Dabei schnuppern Patienten zwei Mal täglich je 30 Sekunden an vier intensiven Düften. Typischerweise handelt es sich um Rose, Nelke, Eukalyptus und Zitrone. Zugleich konzentrieren sie sich auf ihre Wahrnehmung und visualisieren den Geruch.
Optimismus ist durchaus angebracht
Zwar kann das Riechvermögen auch spontan wiederkehren, doch mit einem Training sind die Erfolgschancen größer. Das haben in den vergangenen Jahren wissenschaftliche Studien gezeigt. Es profitierten nicht alle Studienteilnehmenden von dieser konservativen Therapie, aber doch ein beachtlicher Teil. Je nach Studie variiert die Erfolgsquote.
Das Training vereint mehrere Vorteile. Es ist frei von Nebenwirkungen, kostengünstig und innerhalb weniger Minuten zu Hause oder auch unterwegs umsetzbar. Menschen, die ihren Geruchssinn schulen, brauchen allerdings Disziplin. „Sie sollten mindestens ein halbes Jahr für die Therapie einplanen“, erklärt der HNO-Spezialist. Dabei kann es vorkommen, dass das Geruchsempfinden sich nicht nach und nach wieder verstärkt, sondern sich temporär verändert, sodass beispielsweise ein Lebensmittel anders wahrgenommen wird als früher. „Das normalisiert sich aber“, beruhigt Klinikdirektor Hackenberg.

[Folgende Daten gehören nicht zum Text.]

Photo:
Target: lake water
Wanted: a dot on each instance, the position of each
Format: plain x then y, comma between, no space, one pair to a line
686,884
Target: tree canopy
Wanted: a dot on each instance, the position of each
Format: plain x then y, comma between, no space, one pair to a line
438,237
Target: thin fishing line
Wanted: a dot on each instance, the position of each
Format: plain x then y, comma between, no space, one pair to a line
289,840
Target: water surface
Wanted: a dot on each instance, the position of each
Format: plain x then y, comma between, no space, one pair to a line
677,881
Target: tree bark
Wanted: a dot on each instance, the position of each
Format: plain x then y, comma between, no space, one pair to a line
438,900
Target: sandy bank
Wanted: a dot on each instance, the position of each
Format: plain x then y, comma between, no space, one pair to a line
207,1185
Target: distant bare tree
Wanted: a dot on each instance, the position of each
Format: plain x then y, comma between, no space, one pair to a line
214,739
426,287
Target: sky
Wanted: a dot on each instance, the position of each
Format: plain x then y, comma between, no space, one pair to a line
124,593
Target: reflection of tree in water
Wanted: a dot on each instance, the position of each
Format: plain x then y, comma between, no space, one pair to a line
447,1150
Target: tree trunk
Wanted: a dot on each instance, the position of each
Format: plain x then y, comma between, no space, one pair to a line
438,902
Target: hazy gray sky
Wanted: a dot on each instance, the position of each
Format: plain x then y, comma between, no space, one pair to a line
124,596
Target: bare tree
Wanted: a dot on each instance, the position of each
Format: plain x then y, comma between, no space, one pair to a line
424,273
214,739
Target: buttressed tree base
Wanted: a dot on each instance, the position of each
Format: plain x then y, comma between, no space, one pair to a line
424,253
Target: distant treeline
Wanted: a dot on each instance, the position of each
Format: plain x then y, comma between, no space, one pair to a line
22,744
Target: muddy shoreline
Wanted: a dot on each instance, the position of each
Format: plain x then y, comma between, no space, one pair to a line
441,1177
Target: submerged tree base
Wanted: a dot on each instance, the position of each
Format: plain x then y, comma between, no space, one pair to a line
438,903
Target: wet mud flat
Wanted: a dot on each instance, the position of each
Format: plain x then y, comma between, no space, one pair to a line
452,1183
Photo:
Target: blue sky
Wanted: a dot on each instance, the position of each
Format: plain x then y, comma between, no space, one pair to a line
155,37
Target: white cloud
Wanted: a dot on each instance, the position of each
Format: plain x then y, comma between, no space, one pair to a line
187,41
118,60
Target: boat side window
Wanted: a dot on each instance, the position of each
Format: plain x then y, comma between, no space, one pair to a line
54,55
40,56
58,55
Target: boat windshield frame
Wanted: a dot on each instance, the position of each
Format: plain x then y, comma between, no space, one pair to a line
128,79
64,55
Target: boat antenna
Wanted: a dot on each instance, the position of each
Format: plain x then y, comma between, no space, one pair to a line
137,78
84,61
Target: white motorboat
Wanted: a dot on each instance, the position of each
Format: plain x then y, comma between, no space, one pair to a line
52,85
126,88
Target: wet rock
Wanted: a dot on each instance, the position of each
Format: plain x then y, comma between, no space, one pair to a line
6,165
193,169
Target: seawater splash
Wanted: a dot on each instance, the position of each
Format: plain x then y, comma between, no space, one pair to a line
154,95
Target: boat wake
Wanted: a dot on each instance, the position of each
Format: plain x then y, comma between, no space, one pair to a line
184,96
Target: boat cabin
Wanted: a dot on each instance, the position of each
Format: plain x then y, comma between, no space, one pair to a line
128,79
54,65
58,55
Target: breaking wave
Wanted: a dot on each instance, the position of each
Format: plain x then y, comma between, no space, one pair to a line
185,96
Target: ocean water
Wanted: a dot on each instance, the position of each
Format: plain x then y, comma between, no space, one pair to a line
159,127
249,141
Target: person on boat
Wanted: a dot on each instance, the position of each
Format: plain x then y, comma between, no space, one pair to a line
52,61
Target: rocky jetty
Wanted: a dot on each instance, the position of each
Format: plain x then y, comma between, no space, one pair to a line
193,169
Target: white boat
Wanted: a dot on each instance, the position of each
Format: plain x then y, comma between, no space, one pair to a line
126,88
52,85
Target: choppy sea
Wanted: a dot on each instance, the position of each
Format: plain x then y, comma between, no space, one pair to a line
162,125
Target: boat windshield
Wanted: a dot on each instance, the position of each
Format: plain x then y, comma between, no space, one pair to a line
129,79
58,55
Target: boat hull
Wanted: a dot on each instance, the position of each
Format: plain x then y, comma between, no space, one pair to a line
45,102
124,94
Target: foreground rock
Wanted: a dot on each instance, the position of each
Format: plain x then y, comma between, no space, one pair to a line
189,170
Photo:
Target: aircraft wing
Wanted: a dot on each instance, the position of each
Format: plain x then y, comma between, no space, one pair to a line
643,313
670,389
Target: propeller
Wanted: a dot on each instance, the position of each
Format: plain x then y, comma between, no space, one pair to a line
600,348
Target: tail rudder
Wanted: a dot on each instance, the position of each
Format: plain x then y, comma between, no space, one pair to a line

Weshalb das Training bei vielen Menschen wirkt, ist nicht im Detail geklärt. Voraussetzung sei, dass sich die Riechzellen in der Nase erholen. Durch die mentale Konzentration auf einen Geruchsstoff wird jener Teil des Gehirns angeregt, der für das Riechen zuständig ist. Prof. Hackenberg ergänzt: „Ich denke nicht, dass das Riechtraining eine Regeneration ermöglicht, die sich sonst nicht eingestellt hätte, sondern dass es die Regeneration beschleunigt.“ Selbst wer Gerüche schon länger weniger stark oder gar nicht wahrnehme, sollte es ausprobieren: „Insbesondere nach Viruserkrankungen ist Optimismus auf jeden Fall angebracht, weil die Regenerationsfähigkeit der Schleimhaut gut ist und wir wissen, dass es auch nach vielen Monaten noch zu Verbesserungen kommen kann.“

Prof. Dr. Stephan Hackenberg,
Direktor der HNO-Klinik
Riechstörung kann auf Demenz hinweisen
Der Geruchssinn lässt oft altersbedingt nach. In seltenen Fällen kann dies aber auch ein frühes Anzeichen für Parkinson oder verschiedene Demenzformen wie Alzheimer sein. Die Riechstörung tritt viele Jahre vor anderen Symptomen dieser neurodegenerativen Erkrankungen auf und ist damit ein Schlüssel in der Früherkennung. Kann eine HNO-Fachärztin oder ein HNO-Facharzt die Ursache einer Riechstörung nicht feststellen, rät Prof. Stephan Hackenberg zu einer neurologischen Mitbeurteilung.